Nel mirino, ovviamente, c’è il nodo di sempre: l’eccessivo potere concentrato in poche mani. Luigi Gallo non lo nasconde. «Di Maio aveva troppi incarichi, ora non facciamo gli stessi errori», avverte il deputato nel corso dell’assemblea. Quella di Gallo non è certo una voce isolata. In molti, alla luce degli errori commessi e del crollo del consenso, pretendono adesso un netto cambio di rotta. «La triarchia Di Maio-Bonafede-Fraccaro deve finire», confida un senatore tra i più agguerriti.

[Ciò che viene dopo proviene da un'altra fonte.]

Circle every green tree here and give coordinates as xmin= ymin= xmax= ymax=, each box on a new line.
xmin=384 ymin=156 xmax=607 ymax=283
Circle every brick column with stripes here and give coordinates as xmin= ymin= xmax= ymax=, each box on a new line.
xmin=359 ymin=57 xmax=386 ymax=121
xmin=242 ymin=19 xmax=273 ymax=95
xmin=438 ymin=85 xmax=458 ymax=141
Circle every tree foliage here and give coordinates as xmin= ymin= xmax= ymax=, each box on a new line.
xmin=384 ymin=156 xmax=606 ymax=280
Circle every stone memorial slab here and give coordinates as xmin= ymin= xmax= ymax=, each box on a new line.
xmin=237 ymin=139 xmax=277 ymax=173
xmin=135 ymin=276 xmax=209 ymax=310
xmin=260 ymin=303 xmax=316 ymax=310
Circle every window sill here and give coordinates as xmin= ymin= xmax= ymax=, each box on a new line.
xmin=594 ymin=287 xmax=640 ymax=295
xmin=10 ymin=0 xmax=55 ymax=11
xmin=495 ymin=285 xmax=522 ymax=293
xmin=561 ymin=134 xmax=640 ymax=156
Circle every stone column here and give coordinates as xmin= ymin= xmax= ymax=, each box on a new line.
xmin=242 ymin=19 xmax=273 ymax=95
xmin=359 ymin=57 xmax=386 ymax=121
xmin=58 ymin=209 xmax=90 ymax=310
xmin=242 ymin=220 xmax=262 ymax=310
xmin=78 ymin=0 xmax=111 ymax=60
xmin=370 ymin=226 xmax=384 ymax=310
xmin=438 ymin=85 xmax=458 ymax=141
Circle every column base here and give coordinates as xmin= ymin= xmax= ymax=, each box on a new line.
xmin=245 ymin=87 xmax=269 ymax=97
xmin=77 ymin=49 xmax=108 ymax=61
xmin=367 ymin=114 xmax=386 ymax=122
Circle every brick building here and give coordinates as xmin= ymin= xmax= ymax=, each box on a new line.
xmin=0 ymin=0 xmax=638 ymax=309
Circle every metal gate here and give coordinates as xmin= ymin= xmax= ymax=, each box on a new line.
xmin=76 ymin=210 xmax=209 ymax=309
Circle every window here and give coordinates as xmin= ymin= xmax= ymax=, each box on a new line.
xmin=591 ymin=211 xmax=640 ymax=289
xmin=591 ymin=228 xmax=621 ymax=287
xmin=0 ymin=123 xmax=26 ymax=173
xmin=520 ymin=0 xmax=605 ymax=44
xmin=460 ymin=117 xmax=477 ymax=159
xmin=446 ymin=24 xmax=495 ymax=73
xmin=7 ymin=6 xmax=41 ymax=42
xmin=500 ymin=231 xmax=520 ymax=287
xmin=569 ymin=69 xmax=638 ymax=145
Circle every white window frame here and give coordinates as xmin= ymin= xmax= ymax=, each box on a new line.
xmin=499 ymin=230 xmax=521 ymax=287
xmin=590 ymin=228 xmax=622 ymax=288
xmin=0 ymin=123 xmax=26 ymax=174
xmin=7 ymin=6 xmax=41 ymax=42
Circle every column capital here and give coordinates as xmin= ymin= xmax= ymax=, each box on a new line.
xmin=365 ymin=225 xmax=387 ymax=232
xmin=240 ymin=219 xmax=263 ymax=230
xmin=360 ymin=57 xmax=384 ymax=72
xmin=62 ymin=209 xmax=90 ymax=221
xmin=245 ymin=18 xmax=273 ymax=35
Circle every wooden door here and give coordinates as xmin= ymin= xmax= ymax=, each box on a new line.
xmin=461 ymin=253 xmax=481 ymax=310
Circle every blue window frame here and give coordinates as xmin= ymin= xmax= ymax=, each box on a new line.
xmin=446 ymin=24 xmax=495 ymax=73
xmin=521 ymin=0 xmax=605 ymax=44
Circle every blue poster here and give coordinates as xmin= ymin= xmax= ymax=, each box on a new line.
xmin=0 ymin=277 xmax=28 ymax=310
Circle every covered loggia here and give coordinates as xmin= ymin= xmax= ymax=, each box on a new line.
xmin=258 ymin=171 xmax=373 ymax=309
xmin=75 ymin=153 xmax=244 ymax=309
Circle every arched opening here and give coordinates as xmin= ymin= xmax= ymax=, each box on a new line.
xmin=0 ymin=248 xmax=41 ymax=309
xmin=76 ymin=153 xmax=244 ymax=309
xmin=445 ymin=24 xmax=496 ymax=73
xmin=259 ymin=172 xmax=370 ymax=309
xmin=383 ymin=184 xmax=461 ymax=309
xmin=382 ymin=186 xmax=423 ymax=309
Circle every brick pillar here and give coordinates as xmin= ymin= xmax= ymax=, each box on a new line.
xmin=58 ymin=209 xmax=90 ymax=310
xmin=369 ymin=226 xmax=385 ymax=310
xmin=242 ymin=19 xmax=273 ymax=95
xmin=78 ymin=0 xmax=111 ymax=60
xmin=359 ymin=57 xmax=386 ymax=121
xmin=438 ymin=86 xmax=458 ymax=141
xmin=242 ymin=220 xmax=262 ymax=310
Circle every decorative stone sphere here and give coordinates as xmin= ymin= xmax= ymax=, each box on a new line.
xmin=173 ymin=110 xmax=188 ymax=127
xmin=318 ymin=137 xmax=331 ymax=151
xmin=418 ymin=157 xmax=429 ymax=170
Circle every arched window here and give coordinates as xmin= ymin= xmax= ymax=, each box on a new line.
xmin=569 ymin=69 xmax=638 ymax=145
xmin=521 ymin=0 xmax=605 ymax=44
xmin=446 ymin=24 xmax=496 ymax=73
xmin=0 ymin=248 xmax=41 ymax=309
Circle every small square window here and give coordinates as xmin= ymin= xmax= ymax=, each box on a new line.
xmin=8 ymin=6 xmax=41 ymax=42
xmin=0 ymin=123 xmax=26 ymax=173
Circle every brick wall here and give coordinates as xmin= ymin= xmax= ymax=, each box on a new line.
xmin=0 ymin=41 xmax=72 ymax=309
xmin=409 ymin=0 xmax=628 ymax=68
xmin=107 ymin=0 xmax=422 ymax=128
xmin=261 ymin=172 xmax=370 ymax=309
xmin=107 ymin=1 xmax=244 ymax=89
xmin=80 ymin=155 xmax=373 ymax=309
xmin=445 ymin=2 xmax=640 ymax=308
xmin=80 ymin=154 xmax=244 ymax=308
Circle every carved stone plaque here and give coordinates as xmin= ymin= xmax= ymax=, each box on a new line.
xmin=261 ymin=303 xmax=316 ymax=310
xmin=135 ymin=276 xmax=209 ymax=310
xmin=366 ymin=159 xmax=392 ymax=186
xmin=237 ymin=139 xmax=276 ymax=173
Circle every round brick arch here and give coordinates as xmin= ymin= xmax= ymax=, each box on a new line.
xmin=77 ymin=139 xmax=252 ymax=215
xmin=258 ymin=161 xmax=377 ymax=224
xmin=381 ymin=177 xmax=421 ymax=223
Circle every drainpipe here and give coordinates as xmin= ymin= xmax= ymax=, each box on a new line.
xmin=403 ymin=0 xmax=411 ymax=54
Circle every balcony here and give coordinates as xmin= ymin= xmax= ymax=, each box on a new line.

Qualcuno legge un velato affondo a Di Maio anche in un post criptico di Beppe Grillo sul suo blog. Quel che è certo, invece, è che il Movimento ribolle come non mai, considerando anche le voci fuori dal coro di Alessandro Di Battista e Gianluigi Paragone. «Con coerenza per tutto quello che ho detto non voterò la fiducia ad un governo con il Pd», dice il senatore. Insomma, a poche ore dal momento della verità non c’è sintonia sulla strada da percorrere. Anche se per il momento, con una crisi di governo che resta un rebus, si escludono spaccature. La resa dei conti è rimandata.
In questo caos regnante e nel giorno in cui alle 19 il M5s è chiamato a salire al Quirinale per chiudere il secondo giro di consultazioni, sembrava sempre più a rischio anche il voto su Rousseau. «Ormai non ci sono i tempi per farlo», confidava una fonte interna. Sarebbe un altro boccone amaro da mandare giù per Davide Casaleggio, sempre convinto che la piattaforma debba essere centrale. Ore d’incertezza fino alla soluzione di compromesso, voluta anche per fugare il rischio che la "fuga" dalla consultazione fosse letta come figlia della paura: prima che la proposta finale di governo «venga sottoposta al presidente della Repubblica sarà votata on-line dagli iscritti», si è letto a tarda sera in un annuncio sul Blog del Movimento. «Solo se il voto sarà positivo il governo sarà supportato da M5s», conferma Di Maio. E sui social «tanti attivisti ci stanno tartassando di proteste, dicendo che non ci voteranno mai più se andiamo al governo con i dem», raccontano con preoccupazione dal Movimento.